Zathura: A Space Adventure was pretty much doomed from the outset.
Zathura: A Space Adventure was pretty much doomed from the outset. Based on a book by Jumanji author Chris Van Allsburg, director Jon Favreau’s sci-fi spin on the “board game comes to life” concept had so much working against it. It was never going to get a fair shake and it was promptly buried at the box office and mostly forgotten about.
Fifteen years later, it’s time to admire this clever kids flick for what it is: a fantastic adventure story that not only stands as the best entry in the Jumanji franchise but as a stellar movie all on its own.
Why This Space Adventure Deserved Better
Jon Favreau was coming off the success of the family Christmas comedy Elf.
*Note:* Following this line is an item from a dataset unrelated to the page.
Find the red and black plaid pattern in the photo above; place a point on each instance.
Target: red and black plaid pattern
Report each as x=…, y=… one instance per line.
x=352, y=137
He’d shown just how stylish and sharp he could be with a film intended for all audiences. His decision to make Zathura was an attempt to show how he could once again handle all-ages material with his trademarked wit and charm. And this time, he was going to take special effects and genre storytelling to an even higher level.
Zathura excels at these elements. Favreau insisted on using as many practical effects as possible. He employed Stan Winston studios – who would also work on Favreau’s next film, Iron Man – to create the lizard-like antagonists, the Zorgons. These creatures are just plain awesome. With CG becoming the norm for creature creation, Favreau was committed to building actual effects that the actors could interact with and respond to. Bless him and the many artists that brought the Zorgons to life. They are a huge highlight of the film.
That mentality extends to the entire production side of Zathura. The story primarily takes place in one location (a house) and Favreau has to turn it into a floating spaceship of sorts. It gets pummeled and picked apart as the movie goes along, and the design behind those aesthetic decisions adds real character to the structure. Not to mention that Favreau shot real models of the house for use in the film. Add to that the wonderful ’50s sci-fi style that informs all the design decisions and you’ve got a movie with a very specific visual attitude. Favreau knows how to polish effects and make everything feel tactile. It’s a masterful touch.
But, Zathura isn’t simply a technical delight. The script by David Koepp & John Kamps does so much right. It strips down the story to a much simpler structure than the original Jumanji by minimizing the number of necessary characters. It also focuses better on the young protagonists and their relationship. The drama might be simple but it’s extremely effective. And when we learn more about the mysterious astronaut character that shows up later, it all pays off thanks to some very smart first act setup.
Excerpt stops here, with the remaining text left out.